その日の5時間目の授業になると、あたしの疲労はピークに達していた。
川崎のでこチューの後の叫びで体力の50%は使い果たてしまった。
まだ川崎の唇の感触が額に残っている。あのやわらかさ、ぬくもりが・・・。
って、これじゃあたし変態みたいじゃん!!でこチューなんて嫌に決まってんじゃん!
「啓〜陸ちゃん俺狙ってたのに学級委員なんて一緒にやるなよなぁ!」
放課後の誰もいなくなった教室では正反対の体格の2人がいた。
「海・・・狙ってたのかよ」
背が高い啓、背の低い海。この2人が並んでいると兄弟にも見える。
机の上に座ると、座高の違いがすぐ分かる。
「大体さぁ、啓は楽な仕事とるっていってたじゃーん。それとも啓も陸ちゃん狙い??」
海の顔には合っている無邪気な笑顔が啓の心をついた。
「まさか、言ったろ?あんなお子ちゃま俺は本気じゃねぇ〜よ」
眉をゆがめて口の端をつりあげ、余裕の表情で答える。
「やっぱ、啓はルックスがいいからな。
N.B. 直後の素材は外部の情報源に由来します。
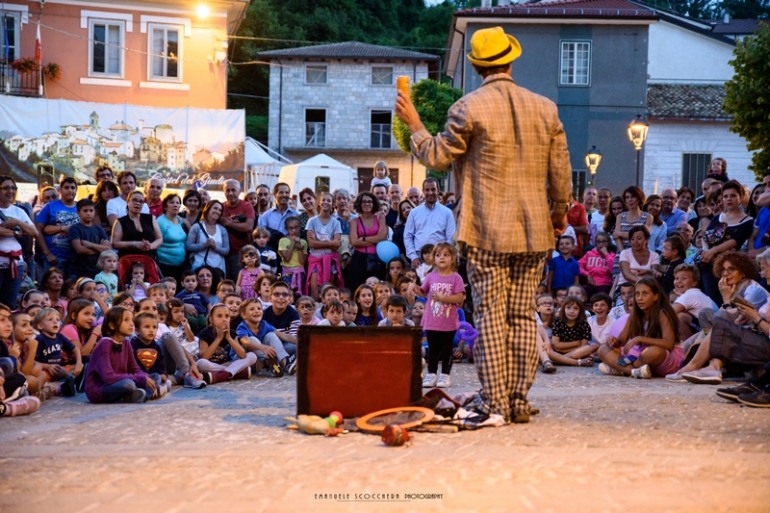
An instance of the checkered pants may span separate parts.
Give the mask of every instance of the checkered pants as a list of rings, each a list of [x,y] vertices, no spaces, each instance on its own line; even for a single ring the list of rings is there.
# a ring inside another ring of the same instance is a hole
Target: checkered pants
[[[534,297],[542,253],[495,253],[468,247],[468,281],[479,337],[473,349],[482,411],[506,420],[530,411],[527,392],[537,370]]]

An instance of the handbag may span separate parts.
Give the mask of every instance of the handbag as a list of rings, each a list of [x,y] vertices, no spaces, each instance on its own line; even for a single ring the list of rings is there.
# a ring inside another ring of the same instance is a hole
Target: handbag
[[[203,232],[203,235],[206,237],[206,240],[210,239],[208,236],[209,233],[206,231],[206,227],[203,224],[203,221],[198,221],[198,224],[200,225],[201,231]],[[211,248],[206,248],[206,253],[203,255],[203,265],[209,265],[208,258],[209,258],[209,251],[211,251]]]
[[[727,223],[717,222],[713,228],[708,228],[703,232],[703,240],[710,248],[718,246],[729,239],[730,234],[727,232]]]

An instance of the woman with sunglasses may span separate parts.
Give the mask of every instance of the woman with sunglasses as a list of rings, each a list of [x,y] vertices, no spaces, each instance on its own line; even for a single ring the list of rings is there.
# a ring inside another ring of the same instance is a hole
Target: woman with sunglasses
[[[128,195],[128,214],[119,217],[112,227],[112,247],[118,256],[149,255],[163,244],[158,221],[151,214],[142,214],[144,194],[134,191]]]
[[[0,176],[0,303],[16,309],[19,287],[24,277],[24,259],[18,237],[37,236],[37,228],[27,213],[17,207],[19,188],[10,176]]]

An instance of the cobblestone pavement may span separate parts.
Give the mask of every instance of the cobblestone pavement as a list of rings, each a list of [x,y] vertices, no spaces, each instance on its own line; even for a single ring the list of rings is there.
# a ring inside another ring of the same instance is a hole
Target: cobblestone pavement
[[[453,380],[452,392],[477,386],[471,365]],[[391,448],[284,429],[295,383],[174,389],[145,405],[81,395],[0,419],[0,512],[770,511],[770,411],[716,387],[560,368],[538,374],[530,424]]]

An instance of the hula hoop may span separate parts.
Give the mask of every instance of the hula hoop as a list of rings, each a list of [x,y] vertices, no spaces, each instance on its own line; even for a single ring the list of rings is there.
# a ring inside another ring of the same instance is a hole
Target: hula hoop
[[[411,422],[396,422],[396,424],[399,424],[406,429],[417,427],[423,422],[428,422],[433,418],[435,415],[435,412],[431,410],[430,408],[424,408],[422,406],[401,406],[398,408],[387,408],[385,410],[375,411],[373,413],[369,413],[367,415],[364,415],[363,417],[360,417],[356,421],[356,426],[361,431],[366,431],[369,433],[381,433],[387,424],[371,424],[369,421],[380,417],[382,415],[388,415],[389,413],[406,413],[406,412],[416,412],[416,413],[422,413],[423,416],[417,420],[413,420]]]

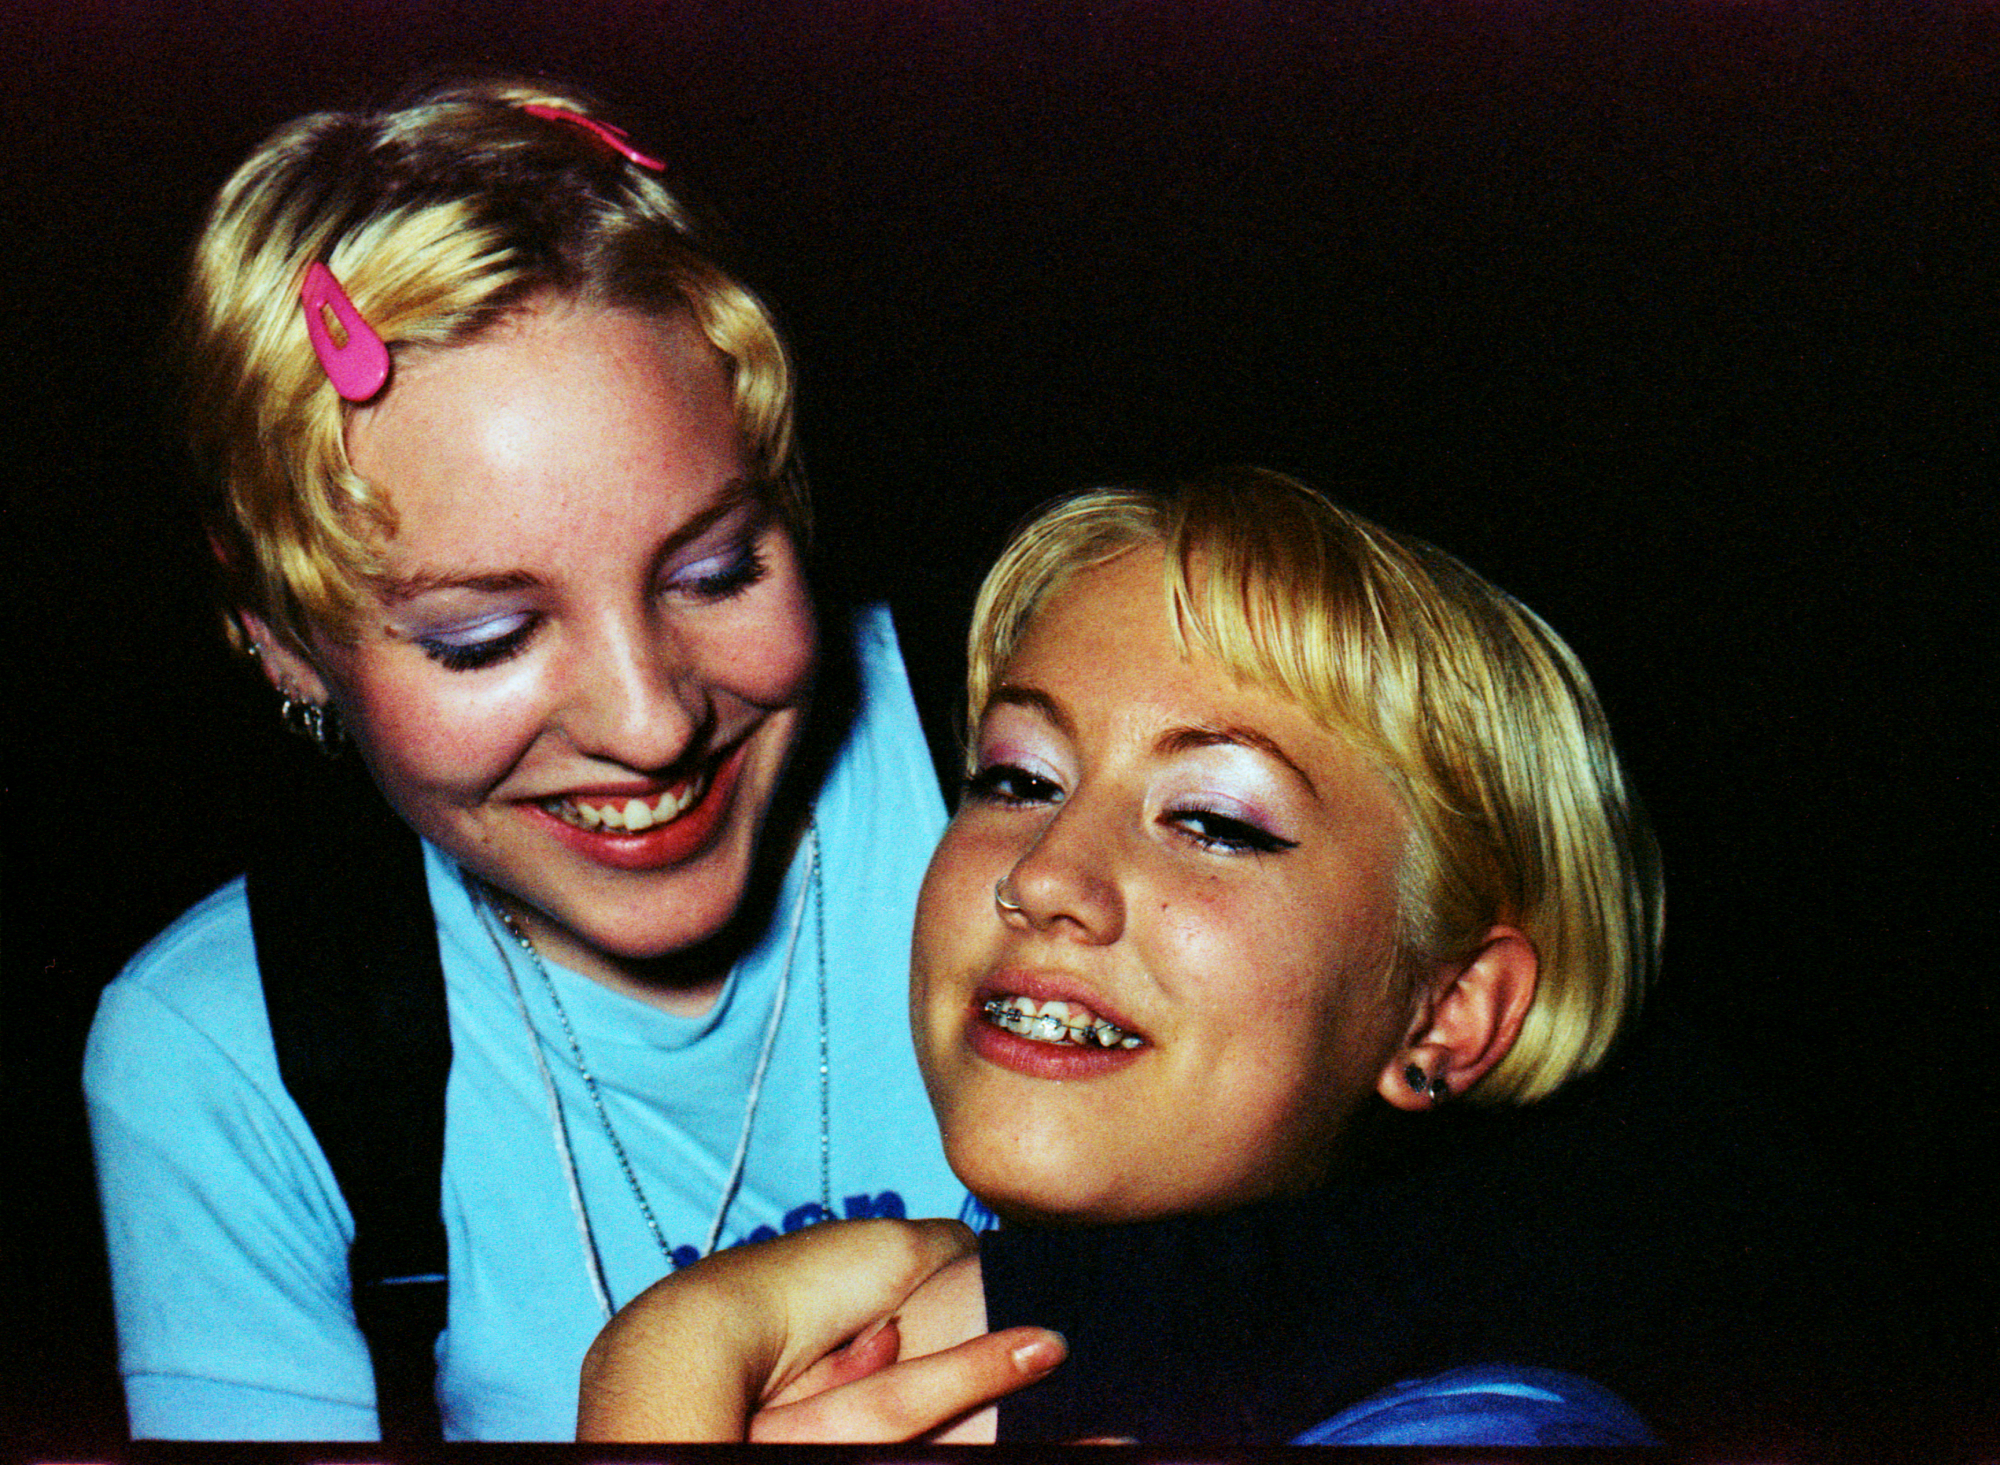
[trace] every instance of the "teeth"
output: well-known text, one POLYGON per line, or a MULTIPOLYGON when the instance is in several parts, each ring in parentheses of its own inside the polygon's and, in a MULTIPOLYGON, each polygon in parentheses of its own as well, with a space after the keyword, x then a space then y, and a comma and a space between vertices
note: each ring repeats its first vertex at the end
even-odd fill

『たらし』にもぴったりだよ」
「『たらし』って言われんのは嫌いじゃないけど・・・男から言われんのは嫌」
「俺も啓みたいになろっかなぁ〜『たらし』」
「バァ〜カ、お前はまず身長伸ばせ!」
啓は海の頭をポンッとなでる。
「ほら、部活行くぞ」
「おぅ!」
2人は共にバスケットシューズとマイボール、カバンを持ち、体育館へと向かった。
音の違う足音だけが、誰もいない放課後の廊下に響いた。